・競りの妙 その1
しばらく前の話です。あるオークションに茶碗を出品しました。
茶碗と言っても大した品ではありません。交換会の買値で1万円…。陶芸家というより茶道具専門の職工が作った品で、楽茶碗に僧侶の箱書がついた「お馴染みの品」。骨董好きなら、頭に品が浮かぶ方も多いでしょう。茶道の初心者が稽古に使う、あるいは日常生活で軽く抹茶をいただくには十分かな、といった茶碗です。
最初、私はこの品を買う気がありませんでした。勿論、交換会ですから値段が安ければ買うということなのですが、これを出品していた某古美術商が知り合いのためお付き合いで声を出していたところ、弾みで落札してしまったのです。テンポ良い競りに巻き込まれ、「1万円!」というちょうどの数字を出したのが運のツキ。競りというのは、大抵キリの良いところで止まります(※もしオークションに参加される機会があれば、キリの良い数字が自分のところに来るよう・あるいはキリ良い数字の少し上に出るようオークショニアの動きを見つつ札を挙げると良いでしょう。多少なりとも、上手く落とすチャンスは増えると思います)。

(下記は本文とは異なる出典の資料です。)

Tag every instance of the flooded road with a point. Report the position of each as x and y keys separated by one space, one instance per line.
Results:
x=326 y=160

ちなみにこの茶碗。僧侶の書付もありますし、古物の相場で1万円はそれほどおかしくありません。ただ、先日の記事に書いた通り、業者の仕入れる価格と一般の流通価格~ネットオークション等の相場は接近している状態。相場通りに買っしまっては利益が薄い、もしくは0に近くなるケースもありえます。特殊な品ならともかく、よく見かけるタイプの茶碗では尚更でしょう。「卸売価格」「業者価格」で流通していると思われた交換会の品も、以前に増して厳しく選ばないと利益を出しづらくなってきたのです。

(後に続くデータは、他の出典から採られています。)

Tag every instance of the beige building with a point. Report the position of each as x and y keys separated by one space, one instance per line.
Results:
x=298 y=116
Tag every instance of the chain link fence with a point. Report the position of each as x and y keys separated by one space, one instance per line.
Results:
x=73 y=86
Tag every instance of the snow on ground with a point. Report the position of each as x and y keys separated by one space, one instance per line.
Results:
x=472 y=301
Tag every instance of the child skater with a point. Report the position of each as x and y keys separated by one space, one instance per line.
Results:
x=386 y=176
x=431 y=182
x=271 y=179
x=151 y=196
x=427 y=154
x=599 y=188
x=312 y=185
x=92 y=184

落札してから「しまったな」と思いましたが、まあそこはお付き合いの1万円。物自体、ありきたりとは言え悪くありませんし、商売にならないまでもラーメン代くらいは出せるか、または損しない程度には売れるかなと思っていました(これでは本当に商売でも何でもありませんが…)。ともかく、勢いで競り落とし失敗することはたまにありますし、大した額でもないのでそれほど気にすることもなかったのです。
それからしばらくして、私はこの茶碗をネットオークションへ出すことにしました。